From a Swiss perspective, the slalom in Kitzbühel is one of missed opportunities. Tanguy Nef (7th) and Daniel Yule (11th) were less than three and four tenths off the top three respectively.
Although he was ultimately further away from a podium place, Daniel Yule was more annoyed than his team-mate. Because he lost too much speed on the final section of the second run, which is rather flat and leads over a crest, the two-time Kitzbühel winner (2020 and 2023) missed out on what could have been his fifth podium finish on the Ganslernhang.
Too little confidence
The skier from Valais, who was third at the last intermediate time measurement, was the slowest of all 27 classified skiers in the last twelve seconds. He lost no less than half a second on Noël. His deficit at the finish to the now four-time season winner from France: 0.58 seconds. "The second run was very good. I went full throttle for a long time. But then I didn't dare enough on the last transition. Frustrating, a lot more would have been possible," said Yule.
Something similar had already happened to him in Kitzbühel in 2024. He also lost up to five tenths on the fastest skiers in the final section and missed out on victory as a result. But he still managed to finish on the podium in third place. In the end, only two tenths separated him from the German winner Linus Strasser.
Nef makes his debut in Kitzbühel
Tanguy Nef, for his part, spoke of a "good performance", although he lost two positions in the second run. The man from Geneva was satisfied because he managed a controlled run to the finish. For him, this is absolutely not a matter of course in Kitzbühel, "because I've never won points here before". In five previous World Cup starts on the Ganslernhang, he had been eliminated five times.
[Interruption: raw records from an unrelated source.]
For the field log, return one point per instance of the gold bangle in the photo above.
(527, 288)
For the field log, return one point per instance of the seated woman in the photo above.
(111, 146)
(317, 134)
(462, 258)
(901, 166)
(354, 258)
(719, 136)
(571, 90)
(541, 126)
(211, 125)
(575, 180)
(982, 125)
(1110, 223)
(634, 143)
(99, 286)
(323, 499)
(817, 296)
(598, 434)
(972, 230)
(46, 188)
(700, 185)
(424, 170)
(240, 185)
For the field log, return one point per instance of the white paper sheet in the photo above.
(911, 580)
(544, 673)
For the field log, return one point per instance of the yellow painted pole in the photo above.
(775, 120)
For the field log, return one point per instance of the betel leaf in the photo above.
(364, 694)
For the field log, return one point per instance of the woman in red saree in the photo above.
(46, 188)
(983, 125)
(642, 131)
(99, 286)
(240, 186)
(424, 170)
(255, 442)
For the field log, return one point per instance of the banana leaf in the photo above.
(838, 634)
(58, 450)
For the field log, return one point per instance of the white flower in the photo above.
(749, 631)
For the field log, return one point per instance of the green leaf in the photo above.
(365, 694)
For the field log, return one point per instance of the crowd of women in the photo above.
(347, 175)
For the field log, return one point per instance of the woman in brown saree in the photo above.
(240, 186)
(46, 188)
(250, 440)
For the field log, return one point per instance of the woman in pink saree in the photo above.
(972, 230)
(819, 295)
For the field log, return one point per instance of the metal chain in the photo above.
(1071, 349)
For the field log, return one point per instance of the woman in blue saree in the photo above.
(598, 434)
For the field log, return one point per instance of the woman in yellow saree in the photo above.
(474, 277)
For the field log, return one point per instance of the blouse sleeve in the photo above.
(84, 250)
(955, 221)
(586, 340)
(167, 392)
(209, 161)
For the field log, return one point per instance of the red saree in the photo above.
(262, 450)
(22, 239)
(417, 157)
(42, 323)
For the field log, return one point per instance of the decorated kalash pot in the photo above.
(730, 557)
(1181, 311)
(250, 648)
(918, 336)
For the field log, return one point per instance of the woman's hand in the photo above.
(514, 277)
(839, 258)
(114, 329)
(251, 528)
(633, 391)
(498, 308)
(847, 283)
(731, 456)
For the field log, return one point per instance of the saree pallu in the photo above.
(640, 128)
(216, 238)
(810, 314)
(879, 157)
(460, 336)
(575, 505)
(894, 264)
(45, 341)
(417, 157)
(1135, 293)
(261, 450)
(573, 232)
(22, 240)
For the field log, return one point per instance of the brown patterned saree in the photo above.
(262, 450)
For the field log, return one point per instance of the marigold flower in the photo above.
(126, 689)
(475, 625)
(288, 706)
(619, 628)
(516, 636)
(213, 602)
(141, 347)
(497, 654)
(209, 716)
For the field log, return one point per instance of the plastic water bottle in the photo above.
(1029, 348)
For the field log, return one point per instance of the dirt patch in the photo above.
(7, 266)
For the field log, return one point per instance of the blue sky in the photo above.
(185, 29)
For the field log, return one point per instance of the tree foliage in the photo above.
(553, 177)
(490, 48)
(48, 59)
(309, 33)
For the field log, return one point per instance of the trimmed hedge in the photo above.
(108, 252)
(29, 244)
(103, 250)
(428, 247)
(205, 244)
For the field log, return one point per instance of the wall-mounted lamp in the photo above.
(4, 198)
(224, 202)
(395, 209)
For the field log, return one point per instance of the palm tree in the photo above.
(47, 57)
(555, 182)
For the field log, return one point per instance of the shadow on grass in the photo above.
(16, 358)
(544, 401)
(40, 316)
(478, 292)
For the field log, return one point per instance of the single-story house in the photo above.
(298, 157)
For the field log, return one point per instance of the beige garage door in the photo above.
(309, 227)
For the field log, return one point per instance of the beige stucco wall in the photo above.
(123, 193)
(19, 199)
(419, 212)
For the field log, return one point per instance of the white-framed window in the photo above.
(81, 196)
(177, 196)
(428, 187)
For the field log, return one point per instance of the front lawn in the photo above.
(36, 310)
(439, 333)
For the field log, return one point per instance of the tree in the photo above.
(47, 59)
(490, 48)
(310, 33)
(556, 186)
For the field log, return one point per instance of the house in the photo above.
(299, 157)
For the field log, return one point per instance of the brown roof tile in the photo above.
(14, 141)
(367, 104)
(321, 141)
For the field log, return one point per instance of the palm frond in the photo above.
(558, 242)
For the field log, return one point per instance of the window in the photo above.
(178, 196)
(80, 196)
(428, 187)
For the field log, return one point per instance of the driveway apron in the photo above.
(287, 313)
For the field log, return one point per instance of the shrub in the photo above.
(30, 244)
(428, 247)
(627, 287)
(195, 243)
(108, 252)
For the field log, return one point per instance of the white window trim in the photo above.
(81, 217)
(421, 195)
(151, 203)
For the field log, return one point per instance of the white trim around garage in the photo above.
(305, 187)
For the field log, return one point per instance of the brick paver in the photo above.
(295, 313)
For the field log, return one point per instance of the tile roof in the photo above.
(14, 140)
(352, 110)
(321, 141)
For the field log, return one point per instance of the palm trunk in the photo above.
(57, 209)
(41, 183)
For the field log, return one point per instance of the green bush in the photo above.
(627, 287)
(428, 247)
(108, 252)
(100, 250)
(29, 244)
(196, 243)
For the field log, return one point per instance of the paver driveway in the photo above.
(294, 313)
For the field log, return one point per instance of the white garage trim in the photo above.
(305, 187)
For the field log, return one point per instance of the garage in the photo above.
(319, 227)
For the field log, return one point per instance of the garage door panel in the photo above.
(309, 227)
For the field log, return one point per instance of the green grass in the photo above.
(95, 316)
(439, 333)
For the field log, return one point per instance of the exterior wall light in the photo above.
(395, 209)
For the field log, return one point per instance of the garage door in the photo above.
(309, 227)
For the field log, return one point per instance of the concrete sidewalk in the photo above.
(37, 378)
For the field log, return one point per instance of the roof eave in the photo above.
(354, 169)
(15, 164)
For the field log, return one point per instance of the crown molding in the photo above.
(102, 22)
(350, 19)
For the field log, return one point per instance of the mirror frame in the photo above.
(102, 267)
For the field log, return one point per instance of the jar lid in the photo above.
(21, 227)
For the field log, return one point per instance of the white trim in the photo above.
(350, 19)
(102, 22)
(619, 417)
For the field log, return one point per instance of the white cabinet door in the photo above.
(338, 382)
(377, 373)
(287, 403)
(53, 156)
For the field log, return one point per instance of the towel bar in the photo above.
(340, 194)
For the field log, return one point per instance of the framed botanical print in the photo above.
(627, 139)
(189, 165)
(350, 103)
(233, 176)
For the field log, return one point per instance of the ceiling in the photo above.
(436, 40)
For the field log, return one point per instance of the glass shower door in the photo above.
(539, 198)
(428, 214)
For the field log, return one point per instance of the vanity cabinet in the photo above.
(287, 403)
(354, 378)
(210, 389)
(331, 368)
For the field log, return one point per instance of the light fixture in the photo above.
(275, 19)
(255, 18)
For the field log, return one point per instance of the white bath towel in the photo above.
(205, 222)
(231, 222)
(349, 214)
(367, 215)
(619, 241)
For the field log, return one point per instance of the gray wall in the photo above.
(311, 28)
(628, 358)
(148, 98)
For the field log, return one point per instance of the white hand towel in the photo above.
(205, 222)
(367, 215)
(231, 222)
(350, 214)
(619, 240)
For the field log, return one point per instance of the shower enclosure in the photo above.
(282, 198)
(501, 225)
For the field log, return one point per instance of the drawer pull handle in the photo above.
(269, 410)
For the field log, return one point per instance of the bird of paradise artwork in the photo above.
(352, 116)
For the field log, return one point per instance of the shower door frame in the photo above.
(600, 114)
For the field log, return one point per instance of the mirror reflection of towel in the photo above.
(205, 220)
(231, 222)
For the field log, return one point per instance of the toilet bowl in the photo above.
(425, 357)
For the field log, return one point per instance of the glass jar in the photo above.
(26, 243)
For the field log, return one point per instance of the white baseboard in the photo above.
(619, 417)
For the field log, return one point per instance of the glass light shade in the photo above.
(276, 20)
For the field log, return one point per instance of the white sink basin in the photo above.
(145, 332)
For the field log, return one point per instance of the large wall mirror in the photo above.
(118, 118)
This winter, the 28-year-old has achieved remarkable consistency. He scored seven times in eight slaloms and finished in the top eight four times. A week ago in Wengen, he finished fourth, his best ever position. Now in Kitzbühel, he was just 25 hundredths short of his first career podium finish and only 44 hundredths short of victory.
Marc Rochat was the third best Swiss (20th). With 23rd place, Ramon Zenhäusern achieved his second-best result of the season after the slalom opener in Levi in mid-November, where he finished 20th.